What the men of the Russian Revolution had learned from the French Revolution – and this learning constituted almost their entire preparation – was history and not action. They had acquired the skill to play whatever part the great drama of history was going to assign them, and if no other role was available but that of the villain, they were more than willing to accept their part rather than remain outside the play. There is some grandiose ludicrousness in the spectacle of these men – who had dared to defy all powers that be and to challenge all authorities on earth, whose courage was beyond the shadow of a doubt – submitting, often from one day to the other, humbly and without so much as a cry of outrage, to the call of historical necessity, no matter how foolish and incongruous the outward appearance of this necessity must have appeared to them. (OR, 48)

4) Thus, as we will see, the French revolution would bring into the political non-political emotions such as pity and compassion, which Arendt derides as enframing a violent power of one over the other. Here Arendt will be clear: she will want to be against those who see in politics always a violent origin. Where there is violence, Arendt claims, there can be no politics, no persuasion, no acts that are not driven by necessity. A revolution is by necessity violent and as such we seem to have this at the heart of modern politics. And this violence is compounded when we think the political can answer to the needs of the home. This will be the key theme of this book.

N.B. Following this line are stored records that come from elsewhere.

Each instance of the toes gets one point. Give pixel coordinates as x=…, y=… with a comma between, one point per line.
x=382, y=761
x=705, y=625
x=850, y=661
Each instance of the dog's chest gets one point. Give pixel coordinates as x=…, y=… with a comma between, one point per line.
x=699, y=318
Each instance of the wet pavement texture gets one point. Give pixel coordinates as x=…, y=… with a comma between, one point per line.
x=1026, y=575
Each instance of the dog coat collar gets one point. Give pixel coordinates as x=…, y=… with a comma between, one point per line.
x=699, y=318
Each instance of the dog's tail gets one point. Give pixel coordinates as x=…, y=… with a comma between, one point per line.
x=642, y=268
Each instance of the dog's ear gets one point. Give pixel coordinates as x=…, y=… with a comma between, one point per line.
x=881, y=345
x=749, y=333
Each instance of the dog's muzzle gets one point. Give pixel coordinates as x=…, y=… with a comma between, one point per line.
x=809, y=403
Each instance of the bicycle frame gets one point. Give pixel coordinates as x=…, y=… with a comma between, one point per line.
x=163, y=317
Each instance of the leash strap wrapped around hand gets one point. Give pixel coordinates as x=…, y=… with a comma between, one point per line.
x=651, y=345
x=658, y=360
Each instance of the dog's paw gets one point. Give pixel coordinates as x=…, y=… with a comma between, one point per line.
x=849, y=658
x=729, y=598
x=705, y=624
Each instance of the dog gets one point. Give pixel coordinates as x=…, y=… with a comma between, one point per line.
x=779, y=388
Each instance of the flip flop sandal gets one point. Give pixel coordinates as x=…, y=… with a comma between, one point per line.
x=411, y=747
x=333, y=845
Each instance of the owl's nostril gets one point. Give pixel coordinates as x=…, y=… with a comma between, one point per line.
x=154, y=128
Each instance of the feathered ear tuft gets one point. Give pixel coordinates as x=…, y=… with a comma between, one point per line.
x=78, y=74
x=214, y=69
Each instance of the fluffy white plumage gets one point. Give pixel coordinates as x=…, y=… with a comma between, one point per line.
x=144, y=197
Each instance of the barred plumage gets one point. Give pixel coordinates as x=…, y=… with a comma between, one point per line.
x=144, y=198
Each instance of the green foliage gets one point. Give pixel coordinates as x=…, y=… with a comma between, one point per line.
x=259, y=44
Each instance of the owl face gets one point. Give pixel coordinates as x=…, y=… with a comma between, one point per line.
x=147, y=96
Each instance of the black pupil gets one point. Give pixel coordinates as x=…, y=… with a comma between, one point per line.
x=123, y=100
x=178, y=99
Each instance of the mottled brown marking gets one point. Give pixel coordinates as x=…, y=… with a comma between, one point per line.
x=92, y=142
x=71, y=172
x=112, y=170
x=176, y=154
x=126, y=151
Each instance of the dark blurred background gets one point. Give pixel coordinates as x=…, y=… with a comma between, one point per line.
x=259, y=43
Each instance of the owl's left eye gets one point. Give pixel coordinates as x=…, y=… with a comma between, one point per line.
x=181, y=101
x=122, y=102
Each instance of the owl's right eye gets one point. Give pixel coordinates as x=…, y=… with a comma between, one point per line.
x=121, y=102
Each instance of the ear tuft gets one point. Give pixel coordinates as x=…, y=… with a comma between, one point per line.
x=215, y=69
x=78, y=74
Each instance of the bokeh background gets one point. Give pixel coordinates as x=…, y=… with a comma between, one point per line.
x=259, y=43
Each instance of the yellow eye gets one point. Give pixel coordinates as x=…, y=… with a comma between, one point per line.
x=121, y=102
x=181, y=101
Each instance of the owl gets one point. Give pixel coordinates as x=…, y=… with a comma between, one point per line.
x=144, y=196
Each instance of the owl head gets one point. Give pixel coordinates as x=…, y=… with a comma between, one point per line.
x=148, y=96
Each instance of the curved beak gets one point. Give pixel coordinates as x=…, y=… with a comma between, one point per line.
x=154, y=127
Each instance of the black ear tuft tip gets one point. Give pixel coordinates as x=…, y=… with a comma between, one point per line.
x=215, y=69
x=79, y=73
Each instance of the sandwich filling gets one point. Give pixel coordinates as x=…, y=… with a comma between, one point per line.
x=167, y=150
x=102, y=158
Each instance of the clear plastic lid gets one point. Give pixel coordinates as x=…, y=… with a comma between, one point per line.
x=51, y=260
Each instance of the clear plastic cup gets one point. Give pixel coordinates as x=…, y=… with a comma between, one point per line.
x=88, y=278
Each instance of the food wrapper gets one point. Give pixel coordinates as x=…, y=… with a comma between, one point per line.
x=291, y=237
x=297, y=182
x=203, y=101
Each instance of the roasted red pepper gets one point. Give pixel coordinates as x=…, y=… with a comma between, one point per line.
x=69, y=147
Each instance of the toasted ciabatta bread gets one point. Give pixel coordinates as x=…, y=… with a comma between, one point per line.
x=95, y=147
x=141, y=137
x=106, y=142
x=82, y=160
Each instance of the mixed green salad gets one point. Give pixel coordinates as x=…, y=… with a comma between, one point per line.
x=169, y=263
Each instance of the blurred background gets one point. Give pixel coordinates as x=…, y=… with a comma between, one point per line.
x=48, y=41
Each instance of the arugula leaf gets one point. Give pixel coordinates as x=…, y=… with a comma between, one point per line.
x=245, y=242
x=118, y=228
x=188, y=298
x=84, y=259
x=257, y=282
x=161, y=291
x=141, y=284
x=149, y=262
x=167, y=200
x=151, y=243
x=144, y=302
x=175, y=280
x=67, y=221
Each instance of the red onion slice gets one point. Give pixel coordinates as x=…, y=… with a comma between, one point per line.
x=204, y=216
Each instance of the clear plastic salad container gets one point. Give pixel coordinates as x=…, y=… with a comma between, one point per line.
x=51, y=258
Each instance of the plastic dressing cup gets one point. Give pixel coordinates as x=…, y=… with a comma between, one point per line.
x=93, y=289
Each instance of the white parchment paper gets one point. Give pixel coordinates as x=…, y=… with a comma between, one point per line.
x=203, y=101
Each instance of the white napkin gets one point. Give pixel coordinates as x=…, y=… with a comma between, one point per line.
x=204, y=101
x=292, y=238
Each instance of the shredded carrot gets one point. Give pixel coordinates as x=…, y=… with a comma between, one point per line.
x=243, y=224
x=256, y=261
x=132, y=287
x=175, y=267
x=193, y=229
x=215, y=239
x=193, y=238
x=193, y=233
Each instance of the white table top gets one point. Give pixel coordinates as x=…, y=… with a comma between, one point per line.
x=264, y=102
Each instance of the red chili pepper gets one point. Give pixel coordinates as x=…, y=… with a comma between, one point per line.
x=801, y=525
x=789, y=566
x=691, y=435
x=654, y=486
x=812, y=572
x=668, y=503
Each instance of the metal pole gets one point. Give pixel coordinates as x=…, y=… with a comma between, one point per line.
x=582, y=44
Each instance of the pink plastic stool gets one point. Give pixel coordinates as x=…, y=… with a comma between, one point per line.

(5) Finally, Arendt offers something of a model for how she does history. She writes:

One way to date the actual birth of such general historical phenomena as revolutions – or for that matter nation-states or imperialism or totalitarian rule and the like – is, of course, to find out when the word which from then on remains attached to the phenomenon “appear” for the first time. Obviously, each new appearance among men stands in need of a new word, whether a new word is coined to cover the new experience or an old word is used and given an entirely new meaning. This is doubly true for the political sphere of life, where speech rules supreme. (OR, 25)

This gives us quite a bit to discuss today, so let’s break off here. But crucial is thinking the relation between violence and politics, since clearly politics would seem, even on Arendt’s account, to require law creating violence (the revolution) and law-continuing violence (the policing of the political). This will be our own theme the next two weeks.